The memo contained 50 suggestions on ways to show a little love to your internal or external clients, including these “radical” gems:

  • Exceeding their expectations;
  • Providing rapid response and turnaround;
  • Communicating in the client’s preferred medium (e-mail, phone, in-person, etc) and style (short, long, detailed, etc);
  • Bringing opportunities to the client without being asked;
  • Providing them with phone numbers where they can always reach you;
  • Being attentive to their personal needs and accommodating their personality; and
  • Sending them birthday or holiday cards.

This all seems like pretty basic advice to anyone who has been in a marketing role for a service profession, but apparently it set off quite a negative reaction among some who commented on the posting, as well as among some who commented on Vivia Chen’s related posting on the Corporate Counsel site.

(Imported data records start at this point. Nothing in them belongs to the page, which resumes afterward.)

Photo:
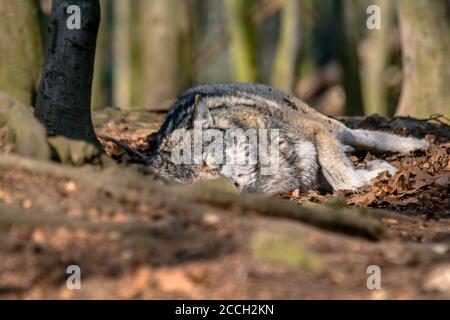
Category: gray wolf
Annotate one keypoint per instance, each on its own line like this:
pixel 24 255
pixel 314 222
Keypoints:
pixel 311 147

Among the negative comments were the following in excerpted form:

  • What a slimy list – he must be a nightmare [partner] to work with;
  • Anyone who has time to put together this list is not all that busy;
  • If you want someone at your “beck and call,”  then you must be an “awful” client;
  • This inane missive encapsulates all I hate about law; and
  • I’ve been “super-pleasing” my internal clients so much I can barely walk.

Judging from the sum total of commentary, which was far more negative than positive, I think there could be some extreme dissatisfaction in the profession right now, and much of it may be coming from people who simply do not enjoy striving to be the best internal or external service providers in the labor marketplace.

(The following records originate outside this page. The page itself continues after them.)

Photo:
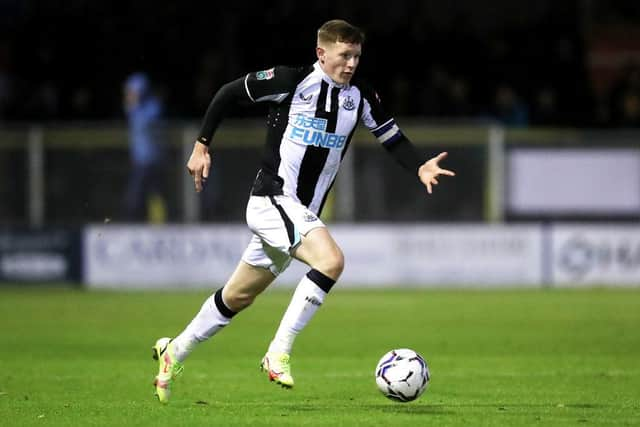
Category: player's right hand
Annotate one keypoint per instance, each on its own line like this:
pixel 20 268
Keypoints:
pixel 199 164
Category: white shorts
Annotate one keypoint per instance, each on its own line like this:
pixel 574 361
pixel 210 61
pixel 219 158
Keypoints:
pixel 277 222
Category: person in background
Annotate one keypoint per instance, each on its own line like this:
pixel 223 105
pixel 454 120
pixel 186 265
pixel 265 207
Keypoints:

Being a superior service provider – one who stands out from the competition – is not easy, and it can be quite humbling, but it can also be very rewarding. When clients have a choice, they always take the best service provider, even though many of the previously mentioned comments purported to come from clients (anonymously posting) who declared that they don’t want “over-attentive” service.

I dare say that the vast majority of clients that I have interviewed from around the world, and they number in the hundreds, are looking for the best possible service they can get. That includes “super-pleasing” service if it can be found.

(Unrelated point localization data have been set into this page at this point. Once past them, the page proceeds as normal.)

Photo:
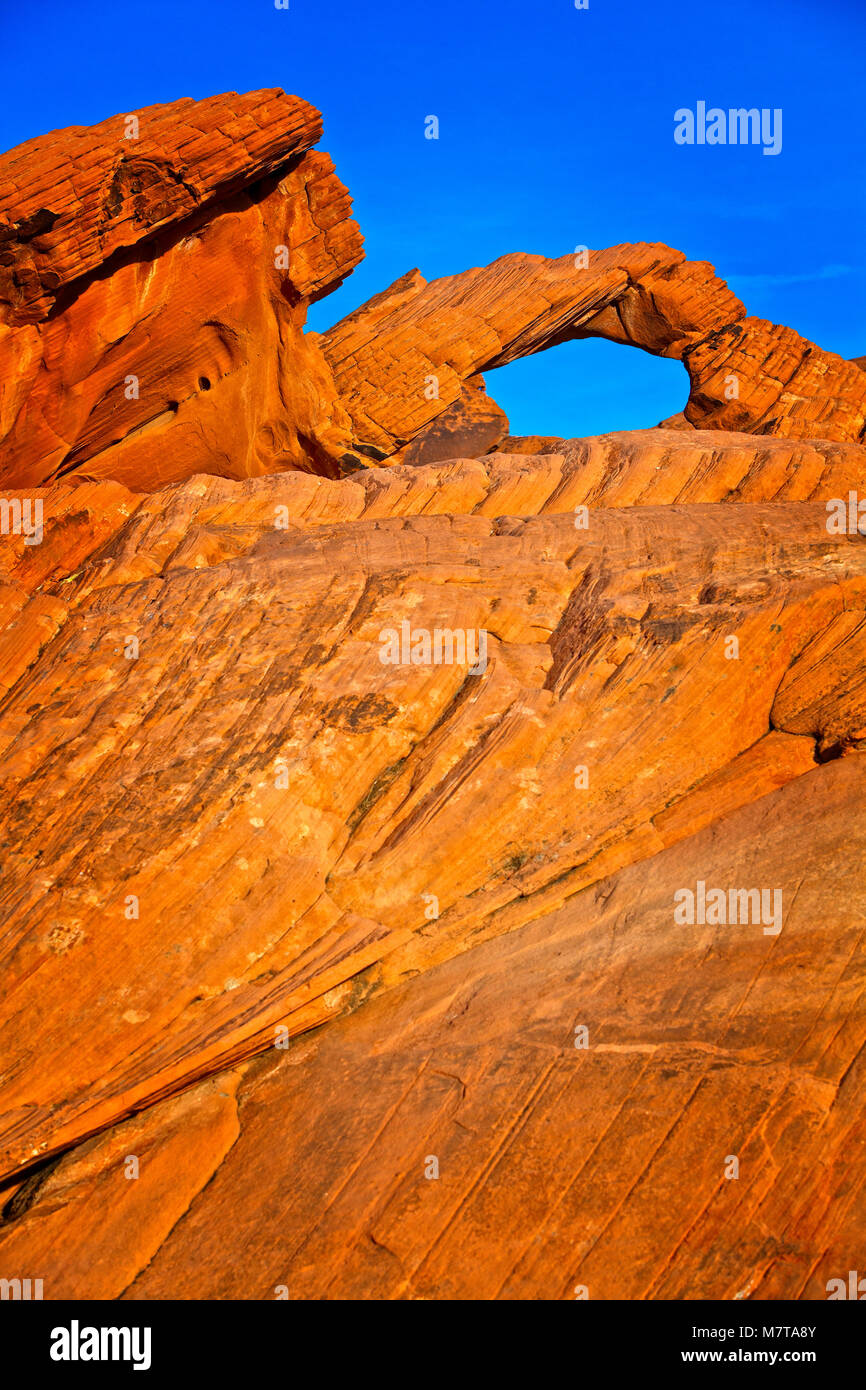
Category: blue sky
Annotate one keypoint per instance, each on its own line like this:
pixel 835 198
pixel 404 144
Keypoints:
pixel 555 131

If the client has an option in the service marketplace to buy “super-pleasing” and super-fast service, better than average service, ordinary service, or service below their expectations, which do you think they will buy? Lawyers are service providers, and they are measured, hired and fired on their service (not on where they went to school or the grades they got).

In that regard, they are no different from car mechanics, dry cleaners, and restauranteurs. If legal service is fast, friendly and even better than expected, then clients will beat a path through the provider’s doors, and they will tell others about their experience. If the service is provided by people who appear to be burned out, dissatisfied, or distracted by the priority of their own needs, then clients will run from the provider’s doors, and they will tell far more people than if they loved the service.

Furthermore, if lawyers provide only the pedestrian “expected” service, then they will be priced and bid out as commodities, relegated to the RFP pile and changed out every time a lower bidder shows up to court the client.

I know nothing about Michael McDonald, and I have no idea who was doing the comment posting on these sites (though judging from the viewpoints and language, much of it was likely done by young associates). But I am pretty sure that the people who are posting these comments are very unhappy and they would serve themselves and their employers well by looking for another line of work, perhaps one where they can be compensated for piece-work tasks without service measurement (if such a job exists anymore).

Serving others, even in a commercial context, is also in my opinion, good for the soul. Putting the needs of others first, and consciously attempting to make their lives easier – even by doing their dry cleaning or their legal work – is a humbling exercise, and to quote an English theologian: “Humility is the precondition for the acceptance of God’s grace, and service to others is the path to humility.”